A porta-voz do Bloco de Esquerda (BE), Catarina Martins, insistiu, nesta sexta-feira, na necessidade do acesso ao contrato assinado entre o Fundo de Resolução bancário e o antigo governante Sérgio Monteiro, “ministro das privatizações” do Governo PSD/CDS-PP.

“Se hoje mesmo quisemos ver o contrato que Sérgio Monteiro fez com o Banco de Portugal”, que tem sob sua alçada o Fundo de Resolução, “é porque achamos que hábitos antigos na política não podem trazer uma política nova”, disse.

Numa intervenção em Évora, num jantar de apoio a Marisa Matias, candidata presidencial do BE, Catarina Martins criticou o antigo governante do Governo PSD/CDS-PP por, “depois de ser ‘ministro das privatizações’ da direita” ser, agora, “o homem do Banco de Portugal na venda do Novo Banco”.

Nesta matéria, “seremos tão exigentes como sempre fomos”, prometeu a porta-voz do BE.

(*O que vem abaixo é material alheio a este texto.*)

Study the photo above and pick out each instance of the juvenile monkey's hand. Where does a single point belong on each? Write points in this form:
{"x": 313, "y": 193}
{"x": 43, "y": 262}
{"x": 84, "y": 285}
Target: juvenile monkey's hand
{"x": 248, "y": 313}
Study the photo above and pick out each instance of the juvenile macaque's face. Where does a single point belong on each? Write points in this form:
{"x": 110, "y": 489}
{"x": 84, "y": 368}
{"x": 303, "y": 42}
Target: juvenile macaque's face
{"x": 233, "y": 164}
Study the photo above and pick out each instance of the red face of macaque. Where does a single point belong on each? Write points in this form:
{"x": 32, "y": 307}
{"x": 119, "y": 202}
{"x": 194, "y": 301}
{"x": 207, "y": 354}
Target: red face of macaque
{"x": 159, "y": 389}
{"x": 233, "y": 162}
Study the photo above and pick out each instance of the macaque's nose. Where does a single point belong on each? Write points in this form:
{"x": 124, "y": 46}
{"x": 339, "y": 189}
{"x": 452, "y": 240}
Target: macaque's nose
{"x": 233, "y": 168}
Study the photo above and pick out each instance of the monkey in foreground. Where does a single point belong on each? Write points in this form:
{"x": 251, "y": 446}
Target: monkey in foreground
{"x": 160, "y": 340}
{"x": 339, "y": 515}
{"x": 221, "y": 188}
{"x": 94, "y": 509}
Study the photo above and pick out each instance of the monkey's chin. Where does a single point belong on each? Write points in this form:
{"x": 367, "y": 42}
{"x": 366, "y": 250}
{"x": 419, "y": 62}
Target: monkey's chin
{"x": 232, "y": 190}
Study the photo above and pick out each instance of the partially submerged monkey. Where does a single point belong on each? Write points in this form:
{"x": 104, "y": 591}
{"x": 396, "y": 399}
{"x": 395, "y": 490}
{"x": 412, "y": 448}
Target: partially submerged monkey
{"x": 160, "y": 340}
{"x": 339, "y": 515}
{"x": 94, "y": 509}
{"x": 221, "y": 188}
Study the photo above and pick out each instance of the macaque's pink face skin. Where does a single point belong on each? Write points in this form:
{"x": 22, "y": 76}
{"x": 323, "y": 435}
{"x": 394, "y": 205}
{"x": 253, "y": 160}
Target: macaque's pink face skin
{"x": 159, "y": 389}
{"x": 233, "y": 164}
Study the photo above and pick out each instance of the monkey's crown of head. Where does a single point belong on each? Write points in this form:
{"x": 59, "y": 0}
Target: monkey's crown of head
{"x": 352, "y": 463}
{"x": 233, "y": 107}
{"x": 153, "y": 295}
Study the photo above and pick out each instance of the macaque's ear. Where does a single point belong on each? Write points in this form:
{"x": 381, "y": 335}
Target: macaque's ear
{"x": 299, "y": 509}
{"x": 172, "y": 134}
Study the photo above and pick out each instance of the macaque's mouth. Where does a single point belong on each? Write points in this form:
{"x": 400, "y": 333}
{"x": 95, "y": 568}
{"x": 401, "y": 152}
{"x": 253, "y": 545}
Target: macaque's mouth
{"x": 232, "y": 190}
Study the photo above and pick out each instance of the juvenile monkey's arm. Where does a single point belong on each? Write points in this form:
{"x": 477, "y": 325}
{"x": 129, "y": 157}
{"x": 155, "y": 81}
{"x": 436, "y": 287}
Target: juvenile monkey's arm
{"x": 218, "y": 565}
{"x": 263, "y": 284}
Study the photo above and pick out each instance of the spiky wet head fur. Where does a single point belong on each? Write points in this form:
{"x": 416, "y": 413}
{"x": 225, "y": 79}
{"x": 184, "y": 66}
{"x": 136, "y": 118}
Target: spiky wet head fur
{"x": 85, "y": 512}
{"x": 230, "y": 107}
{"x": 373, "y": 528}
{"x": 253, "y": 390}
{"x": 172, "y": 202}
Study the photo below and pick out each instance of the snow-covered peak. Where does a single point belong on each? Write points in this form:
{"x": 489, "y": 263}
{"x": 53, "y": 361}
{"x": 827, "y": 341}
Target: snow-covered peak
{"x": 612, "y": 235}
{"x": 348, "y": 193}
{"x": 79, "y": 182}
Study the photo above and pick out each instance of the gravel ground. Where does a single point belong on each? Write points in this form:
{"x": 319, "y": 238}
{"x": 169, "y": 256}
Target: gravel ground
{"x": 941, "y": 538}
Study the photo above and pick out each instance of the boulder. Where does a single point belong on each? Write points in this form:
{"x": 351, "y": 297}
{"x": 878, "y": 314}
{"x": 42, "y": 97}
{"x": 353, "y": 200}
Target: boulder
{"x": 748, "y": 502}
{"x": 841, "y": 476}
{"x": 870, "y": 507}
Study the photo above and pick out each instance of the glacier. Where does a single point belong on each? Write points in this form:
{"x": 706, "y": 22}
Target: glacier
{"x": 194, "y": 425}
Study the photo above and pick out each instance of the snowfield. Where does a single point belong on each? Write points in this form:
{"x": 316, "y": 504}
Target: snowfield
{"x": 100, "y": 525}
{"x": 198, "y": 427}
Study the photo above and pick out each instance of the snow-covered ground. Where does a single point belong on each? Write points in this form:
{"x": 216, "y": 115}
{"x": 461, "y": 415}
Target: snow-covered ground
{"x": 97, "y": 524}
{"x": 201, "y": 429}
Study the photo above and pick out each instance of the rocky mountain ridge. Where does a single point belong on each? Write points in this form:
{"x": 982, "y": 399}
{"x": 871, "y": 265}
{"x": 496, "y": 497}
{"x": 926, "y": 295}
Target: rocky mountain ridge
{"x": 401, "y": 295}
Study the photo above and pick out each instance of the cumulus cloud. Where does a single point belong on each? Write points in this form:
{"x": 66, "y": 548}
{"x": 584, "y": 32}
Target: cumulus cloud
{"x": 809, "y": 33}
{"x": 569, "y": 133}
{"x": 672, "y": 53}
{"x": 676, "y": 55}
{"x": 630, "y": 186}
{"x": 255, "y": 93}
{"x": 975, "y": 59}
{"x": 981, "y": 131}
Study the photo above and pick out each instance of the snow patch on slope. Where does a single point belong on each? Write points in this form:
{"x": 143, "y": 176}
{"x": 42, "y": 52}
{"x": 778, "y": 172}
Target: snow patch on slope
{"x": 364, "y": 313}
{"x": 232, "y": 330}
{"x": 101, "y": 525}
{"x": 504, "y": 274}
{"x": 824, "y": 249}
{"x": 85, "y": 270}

Já hoje, o Bloco tinha apresentado na Assembleia da República um requerimento, endereçado ao Banco de Portugal (BdP), pedindo o acesso ao "contrato formal" assinado entre o Fundo de Resolução e Sérgio Monteiro.

No final de outubro, foi anunciado pelo Banco de Portugal que Sérgio Monteiro iria integrar o Fundo de Resolução bancário para liderar a venda do Novo Banco e, de acordo com os bloquistas, é fundamental haver "transparência" nesta contratação.

Na intervenção em Évora, Catarina Martins abordou também o compromisso assinado pelo BE com o PS e admitiu que este acordo “tem limitações” e “riscos”, mas argumentando que “nada seria mais limitado ou mais arriscado” do que o seu partido “ter ficado parado a ver a direita governar”.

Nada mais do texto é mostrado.